Une intrigue sans originalité
Le scénario suit le calvaire d'une randonneuse séquestrée par une matrone surpuissante et dégénérée. Malheureusement, cette trame narrative ressemble à s'y méprendre à une resucée paresseuse et éventée du classique « Massacre à la tronçonneuse ». Le film manque cruellement d'innovation et se contente de recycler des éléments déjà vus maintes fois.
Les écueils du genre accumulés
« Dolly » se vautre dans les pires défauts du cinéma d'horreur contemporain :
- Des références à gogo qui alourdissent le récit
- Des effets spéciaux crasseux et peu convaincants
- Un recours excessif au Grand-Guignol en lieu et place d'un véritable effroi psychologique
Le résultat est un film qui tente de compenser son manque d'originalité par une surabondance d'artifices, sans parvenir à créer une atmosphère authentiquement inquiétante.
Une réalisation décevante
Rod Blackhurst, pourtant connu pour certains travaux précédents, livre ici une œuvre qui manque de cohérence et de maîtrise. La mise en scène peine à susciter la tension nécessaire, et les personnages manquent de profondeur, réduits à de simples archétypes du genre.

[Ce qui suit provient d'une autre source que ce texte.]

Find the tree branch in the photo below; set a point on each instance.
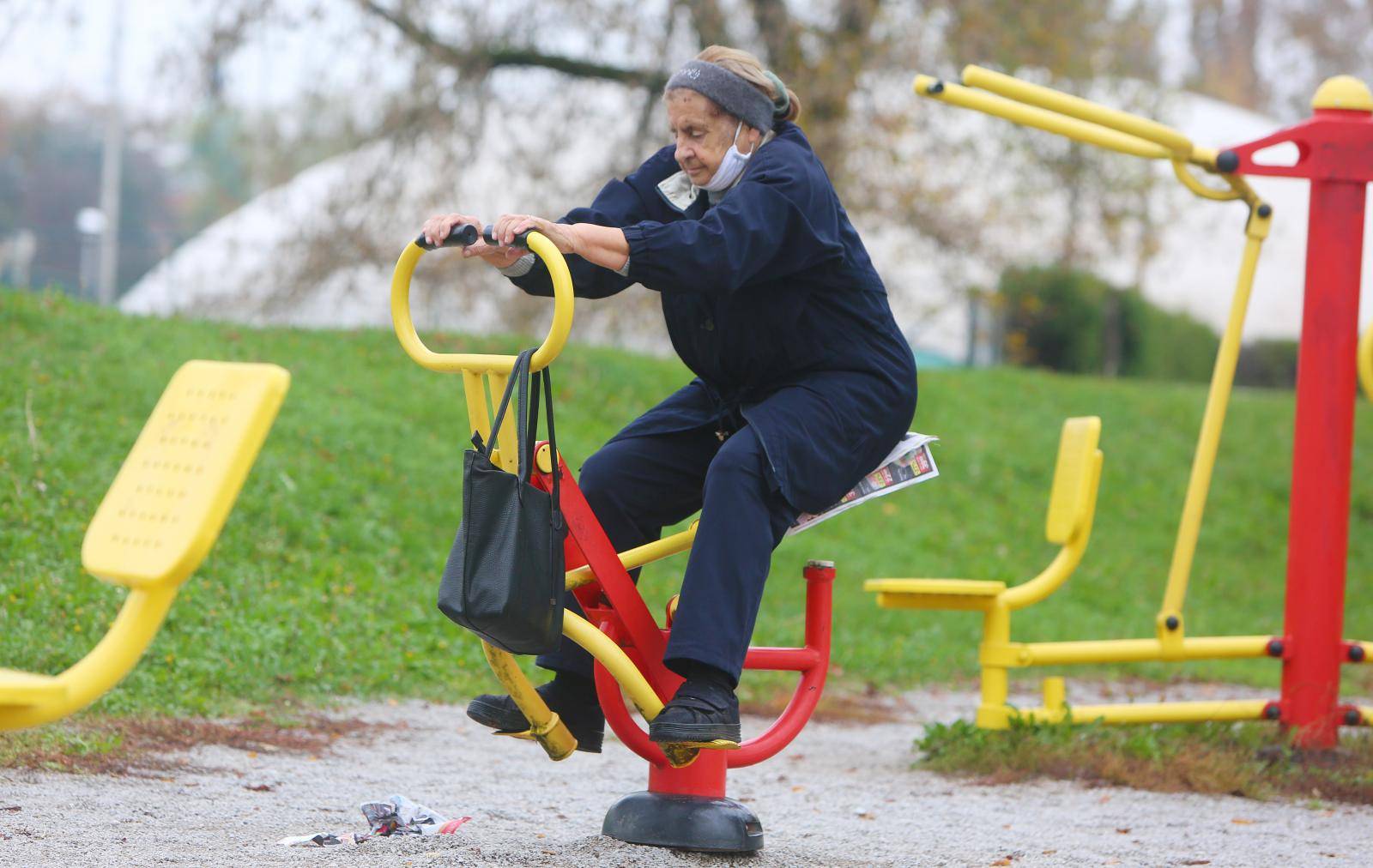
(487, 58)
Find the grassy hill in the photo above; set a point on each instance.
(323, 582)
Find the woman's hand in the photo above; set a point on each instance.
(439, 227)
(563, 237)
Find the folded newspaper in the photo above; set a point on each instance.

La distribution, bien que composée d'acteurs expérimentés, ne parvient pas à sauver un matériau scénaristique trop faible. Les performances semblent contraintes par un script qui ne leur offre pas d'opportunités de briller véritablement.
Une occasion manquée
Dans un paysage cinématographique où le genre horreur connaît régulièrement des renouvellements intéressants, « Dolly » représente une régression. Le film échoue à apporter une perspective fraîche ou une approche novatrice, se contentant de reprendre des recettes éculées sans les réinventer.
Pour les amateurs du genre, cette production de la Witchcraft Motion Picture Company risque de laisser un goût amer, tant les promesses non tenues sont nombreuses. Une œuvre qui, malgré ses intentions affichées, ne parvient pas à marquer les esprits ni à faire frissonner son public.